Я внимательно наблюдал за К., как наблюдал человек другого лагеря за своим противником. Сам я весь — глазами, сердцем и телом, — весь целиком как бы стоял настороже около него. Он же, ни в чём неповинный, был не то чтобы просто доступен многими сторонами своего существа, но правильнее сказать — весь раскрыт передо мной, настолько он не предпринимал никаких мер предосторожности. Я словно из его собственных рук получил план, защищающей его крепости и мог прямо у него на глазах этот план изучать.
Открыв, что К. блуждал между теорией и действительностью, я понял, что одним ударом могу его повергнуть. Я сейчас же вторгся в его незащищённое место. Я принял в отношении к нему тактику строгости и непримиримости. Конечно, это была прежде всего моя тактика, но в моём поведении проявлялась и понятная напряжённость, так что тогда мне не было времени ни смеяться над собой, ни чувствовать стыд. Прежде всего я сказал ему:
— Тот, в ком нет возвышенных духовных устремлений, — глупец.
Это были слова К., обращённые ко мне во время нашего путешествия по Босю.
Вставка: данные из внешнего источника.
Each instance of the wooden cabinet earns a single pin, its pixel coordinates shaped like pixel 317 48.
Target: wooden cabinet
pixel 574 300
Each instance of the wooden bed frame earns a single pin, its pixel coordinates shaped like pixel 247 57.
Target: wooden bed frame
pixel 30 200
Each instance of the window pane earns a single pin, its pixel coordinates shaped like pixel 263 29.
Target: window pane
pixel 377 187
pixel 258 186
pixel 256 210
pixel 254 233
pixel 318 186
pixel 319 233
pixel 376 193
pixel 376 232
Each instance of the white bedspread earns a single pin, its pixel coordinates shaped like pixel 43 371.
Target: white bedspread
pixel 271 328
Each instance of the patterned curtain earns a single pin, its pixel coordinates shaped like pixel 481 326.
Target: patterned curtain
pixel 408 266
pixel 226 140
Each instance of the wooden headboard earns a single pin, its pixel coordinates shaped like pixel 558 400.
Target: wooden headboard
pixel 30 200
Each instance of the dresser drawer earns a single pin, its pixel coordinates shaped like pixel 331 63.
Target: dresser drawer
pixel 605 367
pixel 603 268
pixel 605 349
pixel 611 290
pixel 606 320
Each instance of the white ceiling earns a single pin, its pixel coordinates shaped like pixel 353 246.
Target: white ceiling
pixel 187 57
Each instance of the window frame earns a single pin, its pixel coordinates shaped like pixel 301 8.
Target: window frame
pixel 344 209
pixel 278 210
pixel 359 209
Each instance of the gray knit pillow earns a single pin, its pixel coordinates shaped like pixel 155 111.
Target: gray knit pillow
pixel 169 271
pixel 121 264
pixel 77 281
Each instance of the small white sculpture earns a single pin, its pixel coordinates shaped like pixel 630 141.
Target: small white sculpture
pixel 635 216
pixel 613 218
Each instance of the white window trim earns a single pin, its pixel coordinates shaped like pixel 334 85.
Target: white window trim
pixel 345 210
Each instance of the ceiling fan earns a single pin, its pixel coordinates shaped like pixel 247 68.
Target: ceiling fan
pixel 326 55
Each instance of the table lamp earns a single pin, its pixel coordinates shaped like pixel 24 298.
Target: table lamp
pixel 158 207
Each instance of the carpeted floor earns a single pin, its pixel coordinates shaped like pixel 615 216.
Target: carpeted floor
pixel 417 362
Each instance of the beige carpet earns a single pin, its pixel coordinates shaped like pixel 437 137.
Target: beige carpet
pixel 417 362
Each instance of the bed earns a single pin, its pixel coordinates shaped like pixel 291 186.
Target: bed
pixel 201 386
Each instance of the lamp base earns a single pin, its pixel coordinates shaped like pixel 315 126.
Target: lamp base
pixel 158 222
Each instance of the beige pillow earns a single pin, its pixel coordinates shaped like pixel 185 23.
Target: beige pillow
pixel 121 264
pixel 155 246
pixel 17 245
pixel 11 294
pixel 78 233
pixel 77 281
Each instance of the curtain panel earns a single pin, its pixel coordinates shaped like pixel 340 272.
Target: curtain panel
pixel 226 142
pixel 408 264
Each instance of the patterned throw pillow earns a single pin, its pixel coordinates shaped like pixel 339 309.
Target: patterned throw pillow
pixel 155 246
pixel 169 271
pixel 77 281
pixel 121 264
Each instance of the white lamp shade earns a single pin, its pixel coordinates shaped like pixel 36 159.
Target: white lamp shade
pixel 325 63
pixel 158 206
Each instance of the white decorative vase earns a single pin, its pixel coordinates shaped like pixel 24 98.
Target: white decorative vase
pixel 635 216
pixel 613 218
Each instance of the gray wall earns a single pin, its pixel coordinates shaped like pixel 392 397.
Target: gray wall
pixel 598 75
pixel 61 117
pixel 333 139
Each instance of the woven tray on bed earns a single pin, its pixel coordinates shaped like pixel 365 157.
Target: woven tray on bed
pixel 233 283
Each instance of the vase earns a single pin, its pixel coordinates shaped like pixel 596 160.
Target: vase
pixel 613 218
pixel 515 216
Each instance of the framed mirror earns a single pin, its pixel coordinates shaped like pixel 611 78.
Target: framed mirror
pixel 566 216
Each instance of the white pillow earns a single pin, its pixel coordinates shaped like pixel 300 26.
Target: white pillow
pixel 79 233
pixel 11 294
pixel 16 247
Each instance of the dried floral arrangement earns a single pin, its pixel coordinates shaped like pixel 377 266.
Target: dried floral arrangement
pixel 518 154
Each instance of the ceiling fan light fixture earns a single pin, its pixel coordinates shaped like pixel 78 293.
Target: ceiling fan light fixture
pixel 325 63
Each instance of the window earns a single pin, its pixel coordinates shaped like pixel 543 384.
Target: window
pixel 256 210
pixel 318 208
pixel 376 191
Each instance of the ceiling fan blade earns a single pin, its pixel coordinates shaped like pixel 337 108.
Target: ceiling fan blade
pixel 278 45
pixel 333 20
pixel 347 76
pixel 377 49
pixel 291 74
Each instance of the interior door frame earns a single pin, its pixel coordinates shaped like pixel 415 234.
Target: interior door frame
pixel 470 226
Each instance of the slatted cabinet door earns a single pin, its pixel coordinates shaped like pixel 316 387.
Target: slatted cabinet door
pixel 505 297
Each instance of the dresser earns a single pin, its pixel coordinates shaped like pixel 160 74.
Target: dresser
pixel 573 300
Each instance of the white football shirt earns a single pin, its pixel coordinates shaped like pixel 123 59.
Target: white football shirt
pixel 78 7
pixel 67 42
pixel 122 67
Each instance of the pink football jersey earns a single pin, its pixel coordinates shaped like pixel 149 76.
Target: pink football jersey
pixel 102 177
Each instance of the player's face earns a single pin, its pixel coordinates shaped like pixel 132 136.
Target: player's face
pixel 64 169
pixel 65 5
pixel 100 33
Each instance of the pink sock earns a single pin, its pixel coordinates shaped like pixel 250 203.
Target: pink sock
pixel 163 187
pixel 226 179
Я бросил их обратно ему так, как он их тогда сказал мне, тем же тоном, что и он. Однако это ни в коем случае не было местью. Сознаюсь, что я вкладывал сюда нечто более жестокое, чем месть. Этой одной фразой я хотел заградить для К. тот путь любви, который лежал перед ним.
К. родился в храме секты Синсю. Однако по своим склонностям он уже со средней школы далеко отошёл от религии своего родного дома. Я не сведущ в подробностях различных вероучений и знаю, что судить об этом не могу; я говорю только о его взглядах на отношения между мужчиной и женщиной. Уже с давних пор К. любил слово „воздержание“. Я понимал этот термин в смысле преодоления плотских страстей. Но когда я как-то заговорил с ним на эту тему, то изумился, какой ещё более строгий смысл он сюда вкладывал. Его первой заповедью была необходимость ради Великого Пути жертвовать всем. Поэтому управление одними страстями или преодоление их разумелось само собой; любовь, даже не связанная с плотью, и та считалась препятствием на этом Пути. За время нашей совместной жизни я часто слышал от него такие утверждения. В те времена я был уже влюблён в эту девушку и, естественно, не мог ему не возражать. И когда я возражал, его лицо принимало выражение сожаления. В нём было не столько сочувствия, сколько презрения к тому, что я говорил.